Sunday, August 23, 2009

265) Ashes and Diamonds (1958) and 266) Samson (1961)

265) Ashes and Diamonds (1958) Dir: Andrzej Wajda Date Released: May 1961 Date Seen: August 23, 2009 Rating: 3.25/5

266) Samson (1961) Dir: Andrzej Wajda Date Released (DVD): December 2004 Date Seen: August 23, 2009 Rating: 3.5/5

The amount of agency that the tortured protagonists of Ashes and Diamonds and Samson have by the end of either film delineates how they differ as martyrs. Ashes and Diamonds' Maciek (Zbigniew Cybulski) is doomed by the knowledge that his actions on behalf of the anti-Communist resistance are futile and hence cannot advance beyond his current stasis. Conversely, though Samson's Jakub (Serge Merlin) is wracked with guilt over his selfish need to distance himself from the ghetto he's escaped from, he simply has forgotten that he can make something of his freedom thanks to the opportunities the resistance supplies him with. Maciek's life, to use Wajda's recurring metaphor, is an permanently unbalanced house of cards while Jakub's has a sturdier foundation. 

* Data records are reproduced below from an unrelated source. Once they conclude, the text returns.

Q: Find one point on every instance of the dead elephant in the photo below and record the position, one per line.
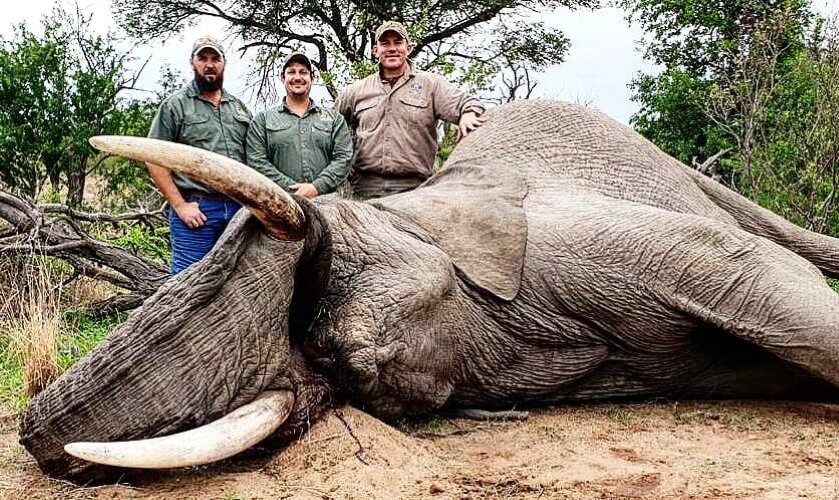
(557, 257)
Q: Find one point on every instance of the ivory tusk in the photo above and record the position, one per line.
(271, 204)
(223, 438)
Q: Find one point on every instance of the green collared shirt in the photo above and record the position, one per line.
(289, 149)
(187, 117)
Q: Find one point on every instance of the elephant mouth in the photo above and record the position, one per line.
(181, 343)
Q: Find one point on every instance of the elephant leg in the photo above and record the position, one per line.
(758, 291)
(821, 250)
(740, 370)
(656, 280)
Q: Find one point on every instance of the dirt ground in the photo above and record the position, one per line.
(655, 450)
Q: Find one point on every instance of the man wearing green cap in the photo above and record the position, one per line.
(394, 113)
(304, 148)
(203, 115)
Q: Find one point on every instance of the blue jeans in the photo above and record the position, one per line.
(191, 245)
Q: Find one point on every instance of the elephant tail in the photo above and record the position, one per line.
(821, 250)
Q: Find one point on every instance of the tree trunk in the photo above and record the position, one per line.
(75, 183)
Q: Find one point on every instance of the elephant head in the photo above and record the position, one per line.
(211, 340)
(558, 256)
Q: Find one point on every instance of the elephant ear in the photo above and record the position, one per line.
(475, 215)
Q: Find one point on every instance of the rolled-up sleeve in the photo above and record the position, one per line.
(339, 163)
(256, 148)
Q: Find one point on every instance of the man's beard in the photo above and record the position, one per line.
(208, 86)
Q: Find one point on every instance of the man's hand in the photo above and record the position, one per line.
(189, 213)
(306, 190)
(468, 122)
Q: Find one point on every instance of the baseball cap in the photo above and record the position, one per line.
(394, 26)
(299, 58)
(207, 42)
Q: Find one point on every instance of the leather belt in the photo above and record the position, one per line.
(203, 194)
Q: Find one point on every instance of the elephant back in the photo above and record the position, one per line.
(563, 148)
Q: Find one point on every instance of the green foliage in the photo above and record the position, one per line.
(471, 39)
(81, 334)
(32, 81)
(757, 77)
(145, 242)
(672, 115)
(57, 90)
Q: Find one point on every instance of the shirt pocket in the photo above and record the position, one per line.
(365, 113)
(417, 111)
(280, 135)
(197, 131)
(241, 123)
(322, 134)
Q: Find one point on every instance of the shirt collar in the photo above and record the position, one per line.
(313, 106)
(194, 91)
(411, 71)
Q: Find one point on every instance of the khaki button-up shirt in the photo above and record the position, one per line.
(187, 117)
(396, 127)
(290, 149)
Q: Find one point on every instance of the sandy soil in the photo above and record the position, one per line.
(656, 450)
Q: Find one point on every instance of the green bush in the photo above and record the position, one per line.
(145, 242)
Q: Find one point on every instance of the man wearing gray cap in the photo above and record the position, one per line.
(394, 113)
(303, 147)
(203, 115)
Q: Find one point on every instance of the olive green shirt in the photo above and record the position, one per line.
(396, 125)
(187, 117)
(289, 149)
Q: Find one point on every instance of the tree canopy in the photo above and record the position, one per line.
(756, 79)
(472, 40)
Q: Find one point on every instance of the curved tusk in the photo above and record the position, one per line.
(223, 438)
(271, 204)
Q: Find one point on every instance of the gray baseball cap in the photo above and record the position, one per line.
(394, 26)
(299, 58)
(207, 42)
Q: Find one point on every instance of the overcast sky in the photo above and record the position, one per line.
(602, 59)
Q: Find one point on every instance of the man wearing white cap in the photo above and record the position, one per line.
(394, 113)
(203, 115)
(303, 147)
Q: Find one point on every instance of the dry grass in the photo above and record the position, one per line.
(30, 324)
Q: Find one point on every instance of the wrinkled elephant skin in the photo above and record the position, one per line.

This essential difference is paradoxical considering that, while both films were made more than a decade after WW2, Jakub's story takes place at the inception of the war and Maciek's just after armistice has been declared. Samson is a more involving story because its wracked hero has a shriveled but vital air of hope about him and yet, Jakub's final act of defiance is a hollow victory. It can only be re-imagined as an act of purely symbolic rebellion thanks to the grace of perspective. Jakub's story appears to be more pressing than Maciek's, but that sense of urgency is false. The miasma of indecision that Maciek sinks in is ironically more appropriate as it directly reflects the moral stagnation Wajda's filmmaking is responding to. It may be more monotonous than Samson, but it is intellectually more earnest.


  1. What also differs in ASHES... and SAMSON is Wajda's way of translating both his characters' loneliness into visual space that surrounds them. Maciek is free to roam about and he changes locales repeatedly in the course of the movie, more or less at will, whereas Jakub is being confined more than once to a space not of his choosing. It's motivated by the story, of course (Jakub is a fugitive from the ghetto and thus in constant need of a hidaway), but still I think that Maciek's ultimate doom is rooted in the deceptive spatial freedom he is given by Wajda. Jakub is a literal prisoner from the very start, and thus his final act of defiance had had time to grow and harden -- Maciek's was dilluted in his inability to take advantage of the freedom he was given. Death is imposed on unwilling Maciek; on the other hand, it is embraced by Jakub: the truer martyr of the two.

  2. Well said. What do I try next/what of Wajda's can you recommend?

  3. My favorite Wajda is the wistful and sad YOUNG GIRLS OF WILKO, which lost its well-deserved Oscar to TIN DRUM. LAND OF PROMISE, DANTON, LANDSCAPE AFTER THE BATTLE, MAN OF MARBLE -- are all well worth seeing. PAN TADEUSZ and ZEMSTA are to be avoided.